I hope it is ok to post this one here. 

I recently started blogging about my tortoises. This has the added advantage that the friends and family who could care less about my torts don't have to listen to me talk about my chelonians... 

http://tortaddiction.blogspot.com/

The most recent post is the story of how I rescued and rehabilitated a terribly malnourished little Russian tort. He weighed 275g and was 14cm (5.5inches) long when I got him. 

The posts before that are about how I got my other torts... I have a few more torts I still need to write about. 

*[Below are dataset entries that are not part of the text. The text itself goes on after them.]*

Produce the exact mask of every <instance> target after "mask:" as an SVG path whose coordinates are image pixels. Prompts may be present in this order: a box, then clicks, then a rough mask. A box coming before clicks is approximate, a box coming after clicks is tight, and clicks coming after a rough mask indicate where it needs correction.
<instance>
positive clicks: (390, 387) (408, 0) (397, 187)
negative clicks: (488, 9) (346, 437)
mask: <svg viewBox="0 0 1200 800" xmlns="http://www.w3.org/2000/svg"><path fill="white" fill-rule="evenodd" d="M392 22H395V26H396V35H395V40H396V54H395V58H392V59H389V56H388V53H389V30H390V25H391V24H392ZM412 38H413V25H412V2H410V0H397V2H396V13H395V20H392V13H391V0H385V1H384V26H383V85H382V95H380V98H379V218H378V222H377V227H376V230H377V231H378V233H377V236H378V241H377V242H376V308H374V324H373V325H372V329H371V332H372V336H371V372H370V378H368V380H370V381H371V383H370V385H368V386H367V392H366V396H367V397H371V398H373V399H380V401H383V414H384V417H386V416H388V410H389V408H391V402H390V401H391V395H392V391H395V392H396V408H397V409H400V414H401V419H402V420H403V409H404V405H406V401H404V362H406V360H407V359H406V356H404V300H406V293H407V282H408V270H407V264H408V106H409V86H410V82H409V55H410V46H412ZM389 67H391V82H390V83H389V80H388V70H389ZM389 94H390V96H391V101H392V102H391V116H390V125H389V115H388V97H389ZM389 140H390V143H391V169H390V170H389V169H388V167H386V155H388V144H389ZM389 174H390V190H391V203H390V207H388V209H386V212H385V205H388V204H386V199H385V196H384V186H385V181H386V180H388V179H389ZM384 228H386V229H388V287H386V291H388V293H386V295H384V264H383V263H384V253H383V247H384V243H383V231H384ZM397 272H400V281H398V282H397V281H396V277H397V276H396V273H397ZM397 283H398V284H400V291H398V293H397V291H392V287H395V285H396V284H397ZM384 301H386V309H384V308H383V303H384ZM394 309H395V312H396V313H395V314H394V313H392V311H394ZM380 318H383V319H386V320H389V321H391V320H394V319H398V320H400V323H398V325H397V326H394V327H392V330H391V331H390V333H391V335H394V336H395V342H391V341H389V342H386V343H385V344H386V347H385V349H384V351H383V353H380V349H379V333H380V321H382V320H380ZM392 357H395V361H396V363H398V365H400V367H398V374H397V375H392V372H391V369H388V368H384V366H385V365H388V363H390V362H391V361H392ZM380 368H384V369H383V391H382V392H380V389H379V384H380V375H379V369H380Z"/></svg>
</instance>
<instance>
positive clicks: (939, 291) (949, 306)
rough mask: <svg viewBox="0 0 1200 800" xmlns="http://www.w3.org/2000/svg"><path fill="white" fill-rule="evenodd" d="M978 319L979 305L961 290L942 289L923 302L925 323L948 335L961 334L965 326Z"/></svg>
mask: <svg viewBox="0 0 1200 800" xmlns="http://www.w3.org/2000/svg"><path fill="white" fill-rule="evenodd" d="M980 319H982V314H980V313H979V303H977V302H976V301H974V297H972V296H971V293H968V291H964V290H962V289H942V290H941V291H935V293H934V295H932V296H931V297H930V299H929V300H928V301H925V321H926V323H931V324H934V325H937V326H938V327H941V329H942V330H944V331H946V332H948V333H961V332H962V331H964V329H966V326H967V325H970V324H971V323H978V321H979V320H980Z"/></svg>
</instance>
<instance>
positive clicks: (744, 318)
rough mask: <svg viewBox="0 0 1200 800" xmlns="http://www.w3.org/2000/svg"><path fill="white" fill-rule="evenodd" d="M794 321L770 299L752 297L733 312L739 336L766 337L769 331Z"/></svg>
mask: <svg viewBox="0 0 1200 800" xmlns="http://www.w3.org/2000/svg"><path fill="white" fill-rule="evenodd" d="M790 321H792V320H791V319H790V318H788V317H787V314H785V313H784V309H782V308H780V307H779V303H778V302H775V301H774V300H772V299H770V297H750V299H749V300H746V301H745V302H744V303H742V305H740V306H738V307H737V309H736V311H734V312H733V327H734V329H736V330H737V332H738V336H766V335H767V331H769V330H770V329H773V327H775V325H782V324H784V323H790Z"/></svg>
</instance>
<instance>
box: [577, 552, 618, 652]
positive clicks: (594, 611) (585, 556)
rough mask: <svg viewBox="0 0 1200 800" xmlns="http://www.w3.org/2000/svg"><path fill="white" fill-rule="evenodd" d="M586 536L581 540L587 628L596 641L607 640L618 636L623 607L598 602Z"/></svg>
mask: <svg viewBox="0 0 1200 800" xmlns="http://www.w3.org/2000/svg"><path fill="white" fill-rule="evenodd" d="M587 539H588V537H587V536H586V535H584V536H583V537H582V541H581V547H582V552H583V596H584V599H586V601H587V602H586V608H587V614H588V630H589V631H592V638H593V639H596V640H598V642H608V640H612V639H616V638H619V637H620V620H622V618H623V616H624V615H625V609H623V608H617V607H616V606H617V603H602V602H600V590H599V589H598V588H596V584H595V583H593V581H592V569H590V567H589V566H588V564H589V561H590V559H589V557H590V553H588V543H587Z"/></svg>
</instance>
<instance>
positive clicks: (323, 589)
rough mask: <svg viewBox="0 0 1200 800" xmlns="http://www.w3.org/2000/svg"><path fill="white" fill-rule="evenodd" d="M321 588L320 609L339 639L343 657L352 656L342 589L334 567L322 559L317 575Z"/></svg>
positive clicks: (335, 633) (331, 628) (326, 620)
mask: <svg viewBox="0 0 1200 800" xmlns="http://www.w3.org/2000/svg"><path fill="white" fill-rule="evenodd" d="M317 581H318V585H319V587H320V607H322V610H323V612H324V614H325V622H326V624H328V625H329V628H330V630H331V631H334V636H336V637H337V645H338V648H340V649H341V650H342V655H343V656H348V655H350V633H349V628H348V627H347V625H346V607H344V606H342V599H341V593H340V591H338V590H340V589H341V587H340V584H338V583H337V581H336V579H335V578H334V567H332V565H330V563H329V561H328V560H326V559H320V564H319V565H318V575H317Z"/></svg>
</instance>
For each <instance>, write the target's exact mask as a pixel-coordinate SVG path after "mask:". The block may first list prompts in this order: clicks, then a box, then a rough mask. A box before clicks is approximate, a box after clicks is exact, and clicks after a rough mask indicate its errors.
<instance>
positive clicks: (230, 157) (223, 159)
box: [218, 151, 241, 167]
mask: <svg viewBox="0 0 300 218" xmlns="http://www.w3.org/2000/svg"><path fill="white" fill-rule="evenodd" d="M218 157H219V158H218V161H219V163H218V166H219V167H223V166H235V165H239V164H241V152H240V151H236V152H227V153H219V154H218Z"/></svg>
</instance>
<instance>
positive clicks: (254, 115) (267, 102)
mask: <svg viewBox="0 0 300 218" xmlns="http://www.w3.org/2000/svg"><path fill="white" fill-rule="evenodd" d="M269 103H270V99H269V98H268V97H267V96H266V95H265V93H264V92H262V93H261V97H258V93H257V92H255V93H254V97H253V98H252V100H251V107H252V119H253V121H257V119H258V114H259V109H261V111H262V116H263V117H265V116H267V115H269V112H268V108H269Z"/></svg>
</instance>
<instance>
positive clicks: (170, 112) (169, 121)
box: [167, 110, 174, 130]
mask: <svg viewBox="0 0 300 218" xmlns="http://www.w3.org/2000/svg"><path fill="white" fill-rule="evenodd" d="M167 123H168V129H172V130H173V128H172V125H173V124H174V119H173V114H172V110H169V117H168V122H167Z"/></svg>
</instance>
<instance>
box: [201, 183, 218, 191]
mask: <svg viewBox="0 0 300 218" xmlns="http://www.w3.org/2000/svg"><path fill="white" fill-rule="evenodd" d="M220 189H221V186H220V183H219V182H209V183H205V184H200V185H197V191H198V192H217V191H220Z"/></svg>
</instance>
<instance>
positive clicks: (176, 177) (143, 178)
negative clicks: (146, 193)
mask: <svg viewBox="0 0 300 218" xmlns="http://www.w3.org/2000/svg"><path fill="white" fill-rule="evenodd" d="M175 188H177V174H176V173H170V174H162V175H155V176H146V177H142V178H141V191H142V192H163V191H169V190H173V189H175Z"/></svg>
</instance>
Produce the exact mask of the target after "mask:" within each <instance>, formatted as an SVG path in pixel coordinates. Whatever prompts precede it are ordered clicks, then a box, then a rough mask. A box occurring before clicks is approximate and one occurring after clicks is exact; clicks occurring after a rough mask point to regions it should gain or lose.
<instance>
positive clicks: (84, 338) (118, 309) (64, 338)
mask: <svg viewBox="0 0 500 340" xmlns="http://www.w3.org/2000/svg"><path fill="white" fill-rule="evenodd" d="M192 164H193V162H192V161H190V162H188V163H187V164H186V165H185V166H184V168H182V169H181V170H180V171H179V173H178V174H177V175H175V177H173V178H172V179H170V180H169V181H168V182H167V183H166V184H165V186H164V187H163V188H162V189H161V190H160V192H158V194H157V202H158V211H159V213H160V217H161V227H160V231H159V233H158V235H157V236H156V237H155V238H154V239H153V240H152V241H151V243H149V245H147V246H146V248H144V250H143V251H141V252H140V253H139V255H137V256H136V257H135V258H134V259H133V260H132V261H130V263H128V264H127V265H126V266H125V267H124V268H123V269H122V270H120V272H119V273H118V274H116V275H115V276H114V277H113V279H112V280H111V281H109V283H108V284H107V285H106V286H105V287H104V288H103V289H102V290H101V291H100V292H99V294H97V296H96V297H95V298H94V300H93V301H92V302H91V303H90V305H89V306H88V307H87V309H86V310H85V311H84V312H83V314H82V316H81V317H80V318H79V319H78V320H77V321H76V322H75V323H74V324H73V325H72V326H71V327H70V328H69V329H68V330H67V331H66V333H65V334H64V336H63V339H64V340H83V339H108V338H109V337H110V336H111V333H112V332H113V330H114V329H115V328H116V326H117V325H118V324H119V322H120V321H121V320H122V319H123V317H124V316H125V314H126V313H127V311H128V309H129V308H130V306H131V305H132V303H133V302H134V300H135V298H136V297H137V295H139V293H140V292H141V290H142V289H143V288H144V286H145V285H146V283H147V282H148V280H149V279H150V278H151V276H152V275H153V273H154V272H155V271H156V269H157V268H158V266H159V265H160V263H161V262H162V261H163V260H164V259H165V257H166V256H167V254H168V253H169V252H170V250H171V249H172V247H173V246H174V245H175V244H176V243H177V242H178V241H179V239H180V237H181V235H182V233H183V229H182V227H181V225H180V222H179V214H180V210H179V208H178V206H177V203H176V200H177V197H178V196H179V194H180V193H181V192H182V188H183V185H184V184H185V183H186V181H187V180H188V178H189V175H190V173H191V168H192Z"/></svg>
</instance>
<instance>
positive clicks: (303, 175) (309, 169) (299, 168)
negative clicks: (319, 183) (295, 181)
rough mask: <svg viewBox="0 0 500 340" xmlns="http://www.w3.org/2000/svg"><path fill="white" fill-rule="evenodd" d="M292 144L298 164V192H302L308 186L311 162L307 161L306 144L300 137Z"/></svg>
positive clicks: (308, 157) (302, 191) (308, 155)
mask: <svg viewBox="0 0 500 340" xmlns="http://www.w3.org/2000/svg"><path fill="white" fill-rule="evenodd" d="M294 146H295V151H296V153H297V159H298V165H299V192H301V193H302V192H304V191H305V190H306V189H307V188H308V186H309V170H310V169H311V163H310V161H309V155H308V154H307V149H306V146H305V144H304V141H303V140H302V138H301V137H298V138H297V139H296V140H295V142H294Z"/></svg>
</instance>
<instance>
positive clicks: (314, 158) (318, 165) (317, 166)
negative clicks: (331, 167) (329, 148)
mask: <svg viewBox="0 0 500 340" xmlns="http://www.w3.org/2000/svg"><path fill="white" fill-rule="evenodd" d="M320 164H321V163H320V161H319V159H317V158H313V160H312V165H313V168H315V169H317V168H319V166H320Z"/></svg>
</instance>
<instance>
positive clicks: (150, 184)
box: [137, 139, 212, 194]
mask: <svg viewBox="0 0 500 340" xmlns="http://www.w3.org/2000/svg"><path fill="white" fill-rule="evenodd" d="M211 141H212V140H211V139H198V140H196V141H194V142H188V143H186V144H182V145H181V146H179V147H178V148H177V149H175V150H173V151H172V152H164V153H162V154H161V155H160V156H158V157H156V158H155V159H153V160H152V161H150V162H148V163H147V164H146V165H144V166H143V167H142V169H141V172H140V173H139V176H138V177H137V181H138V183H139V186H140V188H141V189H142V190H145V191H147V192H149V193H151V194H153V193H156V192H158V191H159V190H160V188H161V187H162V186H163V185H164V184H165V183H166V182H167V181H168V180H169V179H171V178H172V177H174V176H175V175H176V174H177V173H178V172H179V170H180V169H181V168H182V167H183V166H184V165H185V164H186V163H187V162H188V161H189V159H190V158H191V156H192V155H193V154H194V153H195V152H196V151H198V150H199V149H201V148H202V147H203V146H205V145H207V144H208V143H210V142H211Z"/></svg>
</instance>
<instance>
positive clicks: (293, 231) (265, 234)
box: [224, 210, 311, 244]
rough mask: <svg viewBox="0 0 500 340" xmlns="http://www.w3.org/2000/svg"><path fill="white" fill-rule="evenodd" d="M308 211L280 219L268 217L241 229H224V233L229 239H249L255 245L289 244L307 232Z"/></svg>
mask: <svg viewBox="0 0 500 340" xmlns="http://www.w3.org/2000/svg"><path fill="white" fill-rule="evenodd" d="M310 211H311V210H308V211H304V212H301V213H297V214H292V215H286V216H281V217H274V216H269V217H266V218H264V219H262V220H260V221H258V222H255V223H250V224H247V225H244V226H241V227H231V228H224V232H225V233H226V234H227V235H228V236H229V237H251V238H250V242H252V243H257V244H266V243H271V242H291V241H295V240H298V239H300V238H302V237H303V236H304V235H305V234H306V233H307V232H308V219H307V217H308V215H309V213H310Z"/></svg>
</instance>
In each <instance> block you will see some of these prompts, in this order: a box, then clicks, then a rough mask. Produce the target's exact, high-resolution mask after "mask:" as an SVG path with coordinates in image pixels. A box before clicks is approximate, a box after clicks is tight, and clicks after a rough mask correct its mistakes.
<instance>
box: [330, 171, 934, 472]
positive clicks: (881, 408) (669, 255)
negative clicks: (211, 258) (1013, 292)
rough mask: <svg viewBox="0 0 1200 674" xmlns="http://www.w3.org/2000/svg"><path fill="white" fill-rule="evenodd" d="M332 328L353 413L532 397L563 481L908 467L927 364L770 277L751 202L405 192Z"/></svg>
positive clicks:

I'd love it if some folks would like to swing by there. I post lots of pics...


----------



## kanalomele (Nov 10, 2012)

I'll stop by for sure!


----------



## l0velesly (Nov 10, 2012)

The story of the rescued Russian tortoise really touched my heart :')


----------



## wellington (Nov 10, 2012)

Great stories. So sad, yet happy. Can't believe though how some people can treat an animal. Thankfully you were there for them


----------



## mattgrizzlybear (Nov 10, 2012)

That story was truly amazing!


----------



## biochemnerd808 (Nov 10, 2012)

Thank you. Norbert's rescue was my hardest rescue so far... Mo and Joe weren't really easy though either. I'll post their stories soon. 



mattgrizzlybear said:


> That story was truly amazing!


----------



## LuckysGirl007 (Nov 13, 2012)

I'm looking forward to stories. Very sad and amazing story. I also learned a lot from it as well.


----------



## biochemnerd808 (Nov 14, 2012)

Aww, thanks! 

I just wrote a new post, with the rescue story of "Mo" and "Joe." Here's the link: http://tortaddiction.blogspot.com/



LuckysGirl007 said:


> I'm looking forward to stories. Very sad and amazing story. I also learned a lot from it as well.


----------



## LuckysGirl007 (Nov 14, 2012)

So nice! It just amazes me that they could be 50 years old! I mean, so many different owners and not a lot of proper care and still kicking at 50! Someone really cared for these guys early on in life. The things they must have seen.


----------



## biochemnerd808 (Nov 15, 2012)

Yeah, it would be fun to know more about their history... I know they have had at least 2 different owners before me. 

I sort of suspect that they were wild-caught at a not-young age. Their shells are so smooth on top, I doubt they would have grown that way here in the NW. Also, Joe has some pretty significant wear on his plastron, where he must have dragged over some pretty rugged terrain for years - again pointing to wild-caught. So most likely, they are still kicking at this age because they cared for themselves, brumated, ate proper food, and basked in REAL sun for most of their life, until someone collected them. 

Either way, fascinating critters... now I just need to find good new parents for Mo! 



LuckysGirl007 said:


> So nice! It just amazes me that they could be 50 years old! I mean, so many different owners and not a lot of proper care and still kicking at 50! Someone really cared for these guys early on in life. The things they must have seen.


----------